Despite the sharing of scores and achievements, the biggest highlight of the online capabilities is the multiplayer mode. In addition to the standard Deathmatch, Team Deathmatch and King-of-the-Hill style modes, Max Payne 3 introduces the Gang Wars aspect, which combines elements of the single player story with changing objectives, linked by a shared story thread including motion-comics and narration. Players will not know what mode they will be playing next, with each gameplay type changing based on the events of the match before. Players can also customize their character in multiplayer mode with unlockables available in almost every menu option by gaining XP through kills and other achievements. Multiplayer also enables players to create Vendettas and join Crews, which are meant to increase player alliances and grudges within the online multiplayer community while also reducing the anonymity associated with many shooters. Vendettas simply enable players who have been killed twice in row by the same opposing player to find them marked on the map and essentially hunt them down. Bonus XP is awarded to the player that kills the other. Joining a Crew, whether it be public or private, enables you to have customizable emblems on your equipment to distinguish you from other players similar to an online clan. Crews can also engage in Crew Vendetta which are rivalries with other Crews and kept track by Rockstar to see which Crews are winning which feuds.

For me, the multiplayer aspect was a little disappointing in some ways due to the unlocked portions and limited weapons available to those who just started playing. While I can understand the developers would like to reward skill with XP, I felt a little too limited with my beginner weaponry. Still, the multiplayer experience was fun especially since Bullet Time can also be used against any player that is within your sight and vice versa. Time will tell to see if Vendettas and the Crew elements will be successful in the future but the ideas seem promising.

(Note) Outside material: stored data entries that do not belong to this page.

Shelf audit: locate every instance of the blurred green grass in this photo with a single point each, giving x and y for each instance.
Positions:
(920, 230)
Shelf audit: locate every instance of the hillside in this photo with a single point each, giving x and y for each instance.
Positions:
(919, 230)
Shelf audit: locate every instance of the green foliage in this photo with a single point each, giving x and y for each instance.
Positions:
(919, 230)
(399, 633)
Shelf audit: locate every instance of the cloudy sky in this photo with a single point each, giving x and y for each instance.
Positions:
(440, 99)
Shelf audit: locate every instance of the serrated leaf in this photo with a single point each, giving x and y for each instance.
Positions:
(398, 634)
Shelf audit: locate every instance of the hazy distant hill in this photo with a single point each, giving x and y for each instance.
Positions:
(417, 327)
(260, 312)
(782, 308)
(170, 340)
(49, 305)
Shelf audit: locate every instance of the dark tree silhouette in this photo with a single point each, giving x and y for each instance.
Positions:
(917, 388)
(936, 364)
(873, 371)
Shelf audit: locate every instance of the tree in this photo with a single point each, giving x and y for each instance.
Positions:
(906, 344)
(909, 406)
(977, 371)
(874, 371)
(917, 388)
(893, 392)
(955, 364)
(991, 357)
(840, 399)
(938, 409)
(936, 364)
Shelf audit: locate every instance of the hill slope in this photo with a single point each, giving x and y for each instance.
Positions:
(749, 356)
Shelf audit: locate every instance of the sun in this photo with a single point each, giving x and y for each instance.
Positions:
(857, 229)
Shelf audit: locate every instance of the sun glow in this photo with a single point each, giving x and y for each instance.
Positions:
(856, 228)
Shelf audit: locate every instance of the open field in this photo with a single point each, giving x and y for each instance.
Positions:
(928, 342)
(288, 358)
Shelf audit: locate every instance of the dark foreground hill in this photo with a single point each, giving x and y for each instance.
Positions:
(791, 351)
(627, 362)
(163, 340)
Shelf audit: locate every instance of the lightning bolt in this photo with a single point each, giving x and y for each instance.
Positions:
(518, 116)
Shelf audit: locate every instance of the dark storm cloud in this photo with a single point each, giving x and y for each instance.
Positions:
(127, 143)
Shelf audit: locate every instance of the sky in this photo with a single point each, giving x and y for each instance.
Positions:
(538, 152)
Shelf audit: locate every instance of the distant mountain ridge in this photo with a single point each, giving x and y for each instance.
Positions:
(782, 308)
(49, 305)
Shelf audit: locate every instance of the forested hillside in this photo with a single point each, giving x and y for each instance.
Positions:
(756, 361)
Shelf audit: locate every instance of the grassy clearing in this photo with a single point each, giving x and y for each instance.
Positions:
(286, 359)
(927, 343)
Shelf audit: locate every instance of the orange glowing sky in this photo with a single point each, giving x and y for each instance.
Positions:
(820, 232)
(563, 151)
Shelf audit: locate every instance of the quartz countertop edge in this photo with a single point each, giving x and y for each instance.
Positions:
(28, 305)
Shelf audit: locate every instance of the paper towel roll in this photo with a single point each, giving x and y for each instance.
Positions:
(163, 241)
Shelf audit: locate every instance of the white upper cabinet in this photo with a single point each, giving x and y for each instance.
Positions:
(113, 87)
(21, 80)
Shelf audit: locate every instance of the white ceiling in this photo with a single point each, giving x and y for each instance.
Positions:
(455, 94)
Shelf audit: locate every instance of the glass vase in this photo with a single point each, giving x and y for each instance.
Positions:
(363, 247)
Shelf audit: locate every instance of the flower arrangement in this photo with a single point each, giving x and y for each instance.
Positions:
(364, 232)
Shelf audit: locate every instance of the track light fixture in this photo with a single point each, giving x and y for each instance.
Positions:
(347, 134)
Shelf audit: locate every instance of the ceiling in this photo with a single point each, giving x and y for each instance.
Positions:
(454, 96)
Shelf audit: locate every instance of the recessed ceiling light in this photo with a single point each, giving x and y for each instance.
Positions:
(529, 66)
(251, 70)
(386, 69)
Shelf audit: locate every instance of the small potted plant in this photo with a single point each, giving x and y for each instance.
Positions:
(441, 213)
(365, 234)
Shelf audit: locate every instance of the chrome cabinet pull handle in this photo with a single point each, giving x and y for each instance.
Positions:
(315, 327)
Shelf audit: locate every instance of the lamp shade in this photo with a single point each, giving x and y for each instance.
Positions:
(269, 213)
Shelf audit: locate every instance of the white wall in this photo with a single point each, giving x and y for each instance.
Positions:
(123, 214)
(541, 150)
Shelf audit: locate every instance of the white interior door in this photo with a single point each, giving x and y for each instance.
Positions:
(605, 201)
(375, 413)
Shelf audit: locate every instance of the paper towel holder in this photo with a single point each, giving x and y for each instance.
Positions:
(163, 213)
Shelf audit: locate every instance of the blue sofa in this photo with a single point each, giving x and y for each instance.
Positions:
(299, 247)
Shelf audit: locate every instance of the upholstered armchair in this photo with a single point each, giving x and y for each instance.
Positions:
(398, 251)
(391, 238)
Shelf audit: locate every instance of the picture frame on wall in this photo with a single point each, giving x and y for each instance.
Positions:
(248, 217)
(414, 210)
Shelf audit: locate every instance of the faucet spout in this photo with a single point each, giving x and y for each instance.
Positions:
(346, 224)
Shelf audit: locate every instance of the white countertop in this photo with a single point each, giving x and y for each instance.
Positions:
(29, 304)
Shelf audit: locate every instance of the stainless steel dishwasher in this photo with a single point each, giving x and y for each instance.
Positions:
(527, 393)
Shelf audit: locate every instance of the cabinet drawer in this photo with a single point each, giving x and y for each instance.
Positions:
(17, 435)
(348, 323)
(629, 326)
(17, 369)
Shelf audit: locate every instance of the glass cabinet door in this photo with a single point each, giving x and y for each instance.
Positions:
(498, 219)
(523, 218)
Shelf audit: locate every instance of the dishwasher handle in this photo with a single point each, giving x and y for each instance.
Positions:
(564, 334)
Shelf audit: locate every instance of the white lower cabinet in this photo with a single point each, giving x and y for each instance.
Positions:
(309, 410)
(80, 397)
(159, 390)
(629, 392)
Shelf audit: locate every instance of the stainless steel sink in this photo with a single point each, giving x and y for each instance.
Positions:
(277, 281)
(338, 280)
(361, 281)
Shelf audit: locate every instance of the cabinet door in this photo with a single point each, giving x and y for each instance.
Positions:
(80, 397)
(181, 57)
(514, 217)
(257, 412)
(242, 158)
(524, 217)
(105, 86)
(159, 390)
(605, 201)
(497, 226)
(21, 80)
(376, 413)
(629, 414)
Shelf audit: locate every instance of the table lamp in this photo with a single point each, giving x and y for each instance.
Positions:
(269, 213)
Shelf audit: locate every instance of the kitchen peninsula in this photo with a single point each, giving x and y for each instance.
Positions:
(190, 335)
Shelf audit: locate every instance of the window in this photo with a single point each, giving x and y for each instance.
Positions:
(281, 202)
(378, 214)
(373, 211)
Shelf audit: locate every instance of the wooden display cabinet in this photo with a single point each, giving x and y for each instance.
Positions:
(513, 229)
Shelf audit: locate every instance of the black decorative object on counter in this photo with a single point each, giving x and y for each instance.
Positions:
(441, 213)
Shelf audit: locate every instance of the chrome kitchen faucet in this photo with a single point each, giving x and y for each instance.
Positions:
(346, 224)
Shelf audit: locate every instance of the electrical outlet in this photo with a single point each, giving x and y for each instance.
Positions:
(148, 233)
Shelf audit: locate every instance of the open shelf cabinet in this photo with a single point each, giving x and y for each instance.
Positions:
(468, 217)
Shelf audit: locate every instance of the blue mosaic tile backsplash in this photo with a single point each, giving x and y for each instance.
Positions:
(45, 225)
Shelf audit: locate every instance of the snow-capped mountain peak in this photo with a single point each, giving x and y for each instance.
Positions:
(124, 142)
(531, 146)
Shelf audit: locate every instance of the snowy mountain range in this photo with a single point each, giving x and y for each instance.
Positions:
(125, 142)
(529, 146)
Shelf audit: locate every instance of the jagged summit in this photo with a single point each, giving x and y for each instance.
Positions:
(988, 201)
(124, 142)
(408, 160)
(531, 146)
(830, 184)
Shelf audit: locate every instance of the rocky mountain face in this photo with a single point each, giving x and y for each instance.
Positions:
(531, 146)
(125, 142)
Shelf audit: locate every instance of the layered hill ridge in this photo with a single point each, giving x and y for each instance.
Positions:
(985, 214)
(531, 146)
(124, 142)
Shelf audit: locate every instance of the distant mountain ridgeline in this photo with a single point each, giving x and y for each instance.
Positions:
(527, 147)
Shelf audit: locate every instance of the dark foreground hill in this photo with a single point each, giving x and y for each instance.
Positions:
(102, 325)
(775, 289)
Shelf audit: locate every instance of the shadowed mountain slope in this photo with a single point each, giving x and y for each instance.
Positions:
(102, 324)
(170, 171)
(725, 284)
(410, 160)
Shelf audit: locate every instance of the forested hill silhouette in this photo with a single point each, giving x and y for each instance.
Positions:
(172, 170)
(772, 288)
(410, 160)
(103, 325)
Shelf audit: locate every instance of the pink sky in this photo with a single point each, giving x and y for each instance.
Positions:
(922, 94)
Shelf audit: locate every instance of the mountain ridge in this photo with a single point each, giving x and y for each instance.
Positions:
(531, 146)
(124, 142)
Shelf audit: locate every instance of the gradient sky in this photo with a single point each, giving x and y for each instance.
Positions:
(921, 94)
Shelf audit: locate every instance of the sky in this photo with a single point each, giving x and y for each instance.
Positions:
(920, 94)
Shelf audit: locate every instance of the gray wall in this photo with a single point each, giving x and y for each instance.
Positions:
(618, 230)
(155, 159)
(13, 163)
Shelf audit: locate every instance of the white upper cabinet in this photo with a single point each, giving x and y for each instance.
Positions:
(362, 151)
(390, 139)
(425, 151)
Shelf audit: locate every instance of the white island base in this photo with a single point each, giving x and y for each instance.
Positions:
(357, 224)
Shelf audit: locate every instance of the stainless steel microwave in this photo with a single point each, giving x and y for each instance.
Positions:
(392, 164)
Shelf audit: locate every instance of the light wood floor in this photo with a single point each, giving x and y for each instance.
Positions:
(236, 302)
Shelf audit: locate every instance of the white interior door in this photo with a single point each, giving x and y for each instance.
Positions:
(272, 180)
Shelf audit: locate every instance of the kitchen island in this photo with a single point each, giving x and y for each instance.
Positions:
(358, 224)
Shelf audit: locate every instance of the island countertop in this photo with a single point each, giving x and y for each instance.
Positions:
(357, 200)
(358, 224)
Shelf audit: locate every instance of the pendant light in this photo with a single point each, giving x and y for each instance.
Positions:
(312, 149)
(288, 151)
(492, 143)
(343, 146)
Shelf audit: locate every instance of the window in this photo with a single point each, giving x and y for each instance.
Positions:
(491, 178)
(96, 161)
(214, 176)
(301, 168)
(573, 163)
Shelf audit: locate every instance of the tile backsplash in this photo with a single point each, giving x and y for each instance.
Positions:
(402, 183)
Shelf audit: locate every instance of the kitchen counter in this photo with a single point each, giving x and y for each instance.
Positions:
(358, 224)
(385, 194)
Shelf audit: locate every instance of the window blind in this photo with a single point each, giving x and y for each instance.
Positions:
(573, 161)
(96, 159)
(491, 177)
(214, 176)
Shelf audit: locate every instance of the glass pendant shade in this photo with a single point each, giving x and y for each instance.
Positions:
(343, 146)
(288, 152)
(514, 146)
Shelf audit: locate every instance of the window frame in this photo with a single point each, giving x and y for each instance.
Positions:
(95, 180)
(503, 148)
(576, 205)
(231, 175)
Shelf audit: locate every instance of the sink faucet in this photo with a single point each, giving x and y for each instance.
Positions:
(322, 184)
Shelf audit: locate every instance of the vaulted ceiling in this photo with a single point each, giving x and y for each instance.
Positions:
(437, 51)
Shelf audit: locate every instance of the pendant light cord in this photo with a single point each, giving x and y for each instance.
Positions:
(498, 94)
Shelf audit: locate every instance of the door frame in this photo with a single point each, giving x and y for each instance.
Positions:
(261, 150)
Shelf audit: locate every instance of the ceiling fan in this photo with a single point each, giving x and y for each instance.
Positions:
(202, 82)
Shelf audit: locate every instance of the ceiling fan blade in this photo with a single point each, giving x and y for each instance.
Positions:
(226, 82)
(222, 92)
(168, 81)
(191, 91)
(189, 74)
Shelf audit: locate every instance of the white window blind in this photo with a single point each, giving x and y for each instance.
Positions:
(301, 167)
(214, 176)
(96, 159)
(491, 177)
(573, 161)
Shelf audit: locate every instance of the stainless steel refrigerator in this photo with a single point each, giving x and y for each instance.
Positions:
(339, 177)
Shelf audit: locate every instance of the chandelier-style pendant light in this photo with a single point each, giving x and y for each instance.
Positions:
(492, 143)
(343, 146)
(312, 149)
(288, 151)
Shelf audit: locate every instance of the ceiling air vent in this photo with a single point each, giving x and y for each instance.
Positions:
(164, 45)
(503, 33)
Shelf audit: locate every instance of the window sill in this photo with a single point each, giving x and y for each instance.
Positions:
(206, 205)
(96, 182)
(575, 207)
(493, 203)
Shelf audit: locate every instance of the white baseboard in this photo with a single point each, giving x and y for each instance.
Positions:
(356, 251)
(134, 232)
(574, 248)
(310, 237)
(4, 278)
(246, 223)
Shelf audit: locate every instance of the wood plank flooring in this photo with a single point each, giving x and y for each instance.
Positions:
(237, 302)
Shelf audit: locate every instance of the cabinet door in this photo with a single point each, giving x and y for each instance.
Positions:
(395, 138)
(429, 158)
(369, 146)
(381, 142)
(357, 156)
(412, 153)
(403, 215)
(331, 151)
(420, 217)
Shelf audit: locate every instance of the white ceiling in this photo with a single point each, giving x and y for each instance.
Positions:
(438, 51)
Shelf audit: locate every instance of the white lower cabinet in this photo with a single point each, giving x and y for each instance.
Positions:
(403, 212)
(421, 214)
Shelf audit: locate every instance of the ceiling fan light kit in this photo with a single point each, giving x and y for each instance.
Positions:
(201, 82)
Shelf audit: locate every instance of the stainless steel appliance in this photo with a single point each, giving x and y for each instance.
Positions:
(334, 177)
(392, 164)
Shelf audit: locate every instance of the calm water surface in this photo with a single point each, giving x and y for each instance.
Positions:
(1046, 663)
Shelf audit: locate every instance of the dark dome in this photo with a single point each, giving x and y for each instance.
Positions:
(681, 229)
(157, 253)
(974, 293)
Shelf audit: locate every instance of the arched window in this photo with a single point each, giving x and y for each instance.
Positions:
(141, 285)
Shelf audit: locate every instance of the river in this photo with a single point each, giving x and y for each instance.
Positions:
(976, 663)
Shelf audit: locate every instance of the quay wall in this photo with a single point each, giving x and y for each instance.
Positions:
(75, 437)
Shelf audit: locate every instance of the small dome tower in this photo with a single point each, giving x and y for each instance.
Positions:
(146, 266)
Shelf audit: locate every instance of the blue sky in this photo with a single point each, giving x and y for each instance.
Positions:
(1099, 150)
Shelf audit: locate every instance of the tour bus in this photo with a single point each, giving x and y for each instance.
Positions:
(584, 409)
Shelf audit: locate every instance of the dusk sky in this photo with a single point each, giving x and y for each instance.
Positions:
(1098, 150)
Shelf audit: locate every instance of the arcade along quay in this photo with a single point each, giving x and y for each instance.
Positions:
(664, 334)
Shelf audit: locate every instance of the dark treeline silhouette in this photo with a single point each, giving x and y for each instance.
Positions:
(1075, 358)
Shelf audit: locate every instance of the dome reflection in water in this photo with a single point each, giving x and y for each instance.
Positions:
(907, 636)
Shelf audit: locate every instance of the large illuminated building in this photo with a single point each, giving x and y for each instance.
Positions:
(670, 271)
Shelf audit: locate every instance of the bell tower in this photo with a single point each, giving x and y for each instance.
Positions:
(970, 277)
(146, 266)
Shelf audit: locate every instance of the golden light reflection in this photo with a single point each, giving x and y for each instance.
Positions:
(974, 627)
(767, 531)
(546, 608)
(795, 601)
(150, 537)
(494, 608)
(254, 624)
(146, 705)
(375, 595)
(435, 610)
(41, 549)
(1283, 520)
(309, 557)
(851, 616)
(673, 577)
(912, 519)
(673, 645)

Overall, Max Payne is a solid shooter that not only keeps the core elements that made the series a hit but also added improvements in almost every aspect making Max Payne 3 the best in the franchise to date.  The story is suspenseful, engaging and I was impressed the games character development.  The single player and multiplayer gameplay is not only fun but also challenging.  Fans of the series will surely enjoy this game and those new to the series will be in for a treat.